Vollmerhausen thought he had misheard. “Eh? I’m not sure I—”
“Forty kilos.”
“That’s insane! Is this a joke? That’s preposterous!”
“It can’t be done?”
“Not without compromising Vampir out of existence. This is no toy. Perhaps in the future, when new miniaturization technologies become available. But not now, not—”
“In three months. Perhaps four, even five, difficult to say at this point.”
Vollmerhausen almost leaped from his chair again; but he saw the man fixing him with a cool, steady glare.
“I—I don’t know,” he stammered.
“You’ll have the best facilities, the top people, the absolute green light from all cooperating agencies. You’ll have the total resources of the SS at your disposal, from the Reichsführer on down. I think you know the kind of weight that carries these days.”
“Well, I—”
“We’re prepared to go all the way on this. We believe it to be of the utmost importance to our Führer, our Fatherland and our Racial Peoples. I don’t see how you can say No to the Reichsführer It’s an honor to be chosen for
this job. A fitting climax to your service to the Reich.”
Vollmerhausen deciphered the threat in this, more vivid for remaining unspecified.
“Of course,” he finally ventured, with a weak kike smile, “it would be an honor,” thinking all the time, What am I doing? Forty kilos?
* * *
The forty kilos now, months later, were within ten kilos; they’d picked and peeled and compromised and teased and improvised their way down, gram by painful gram. Vollmerhausen could almost measure the past days in terms of grams trimmed here and there, but these last ten kilos seemed impossible to find. After steady progress, the staff had stalled badly and another of Vollmerhausen’s concerns was whether or not Repp had noticed this.
It was a typical career development for him, he thought. He’d done so much good work, so much brilliant work, and never gotten any real credit for it. Meanwhile, once again, everything was coming unraveled over some nonsense that he had no control over.
Tears of black bitterness welled up in his eyes. Bad luck, unfair persecution, unlucky coincidences seemed to haunt him.

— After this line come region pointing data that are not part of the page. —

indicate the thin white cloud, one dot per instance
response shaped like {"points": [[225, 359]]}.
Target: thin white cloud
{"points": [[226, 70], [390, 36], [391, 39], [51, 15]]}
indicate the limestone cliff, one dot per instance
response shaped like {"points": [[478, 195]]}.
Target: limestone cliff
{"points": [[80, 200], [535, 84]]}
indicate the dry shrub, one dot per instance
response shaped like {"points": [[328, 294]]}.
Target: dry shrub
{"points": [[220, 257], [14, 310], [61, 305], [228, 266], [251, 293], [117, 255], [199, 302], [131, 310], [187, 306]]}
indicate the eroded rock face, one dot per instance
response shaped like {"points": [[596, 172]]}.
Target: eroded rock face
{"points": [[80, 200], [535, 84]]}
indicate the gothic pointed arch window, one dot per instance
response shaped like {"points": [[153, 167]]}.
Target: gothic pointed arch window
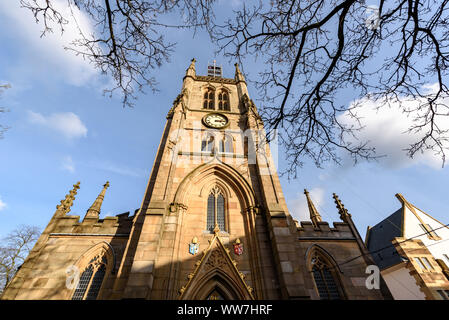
{"points": [[325, 277], [209, 99], [208, 143], [91, 279], [216, 210], [223, 100], [226, 144]]}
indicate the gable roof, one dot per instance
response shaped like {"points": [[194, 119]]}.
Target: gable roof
{"points": [[379, 240]]}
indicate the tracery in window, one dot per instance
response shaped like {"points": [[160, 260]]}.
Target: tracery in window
{"points": [[91, 279], [209, 100], [223, 100], [226, 144], [208, 143], [325, 279], [216, 210]]}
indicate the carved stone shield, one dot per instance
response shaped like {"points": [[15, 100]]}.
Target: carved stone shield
{"points": [[193, 248], [238, 248]]}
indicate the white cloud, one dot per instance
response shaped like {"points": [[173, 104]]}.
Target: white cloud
{"points": [[299, 208], [2, 204], [118, 169], [385, 127], [47, 54], [66, 123], [68, 164]]}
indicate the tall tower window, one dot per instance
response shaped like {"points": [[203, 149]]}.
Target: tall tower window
{"points": [[91, 279], [216, 210], [209, 100], [223, 101], [207, 145], [325, 279], [226, 144]]}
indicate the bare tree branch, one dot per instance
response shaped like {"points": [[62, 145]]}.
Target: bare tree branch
{"points": [[14, 250]]}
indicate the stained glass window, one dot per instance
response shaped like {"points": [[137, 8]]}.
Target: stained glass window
{"points": [[209, 101], [325, 280], [216, 210], [91, 280], [223, 101], [226, 144]]}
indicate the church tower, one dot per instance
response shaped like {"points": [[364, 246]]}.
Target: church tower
{"points": [[213, 187], [213, 222]]}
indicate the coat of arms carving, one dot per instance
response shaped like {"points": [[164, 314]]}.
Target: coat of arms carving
{"points": [[238, 247], [194, 246]]}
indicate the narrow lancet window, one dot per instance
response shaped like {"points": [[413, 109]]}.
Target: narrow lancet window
{"points": [[91, 279], [216, 210], [209, 100]]}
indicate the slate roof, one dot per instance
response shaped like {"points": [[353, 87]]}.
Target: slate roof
{"points": [[379, 240]]}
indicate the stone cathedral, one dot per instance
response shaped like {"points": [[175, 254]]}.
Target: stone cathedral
{"points": [[213, 223]]}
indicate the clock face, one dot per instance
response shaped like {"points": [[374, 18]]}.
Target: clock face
{"points": [[215, 120]]}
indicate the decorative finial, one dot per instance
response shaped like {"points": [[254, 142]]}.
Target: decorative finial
{"points": [[216, 229], [67, 203], [315, 217], [94, 210], [191, 69], [344, 214]]}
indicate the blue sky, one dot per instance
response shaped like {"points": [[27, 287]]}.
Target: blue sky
{"points": [[63, 130]]}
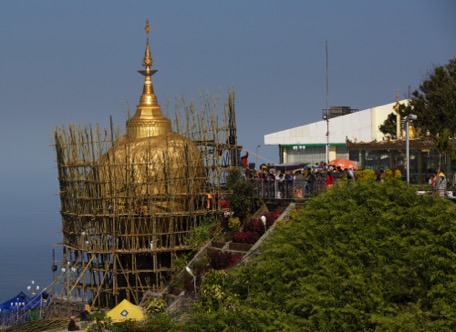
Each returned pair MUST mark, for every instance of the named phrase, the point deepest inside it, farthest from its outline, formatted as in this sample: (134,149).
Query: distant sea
(20,263)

For example, for example, what thanks, what respect, had he gotten for his modifications thus far to the STG-44? He’d taken a clever, sound production rifle, albeit one with a hand-tooled breech and barrel, but still just another automatic gun, and turned it into a first-class sniper’s weapon. He solved the two most pressing problems—noise and accuracy at long range—in one stroke, devising a whole new concept of ballistics. The mission specs called for thirty rounds to be delivered silently and devastatingly to a target 400 meters out. So be it: now Repp had his thirty chances, where before he had nothing.
And what had been the response?
Repp had merely fixed those cold eyes on him and inquired, “But, Ingenieur-Doktor, how much does it weigh?”
Today’s meeting was not going well: a bitter squabble between the optics group, most of them from the Munich Technological Institute, and the power group, the battery people: natural antagonists in the weight business. Meanwhile, the people from Energy Conversion remained silent, sullen.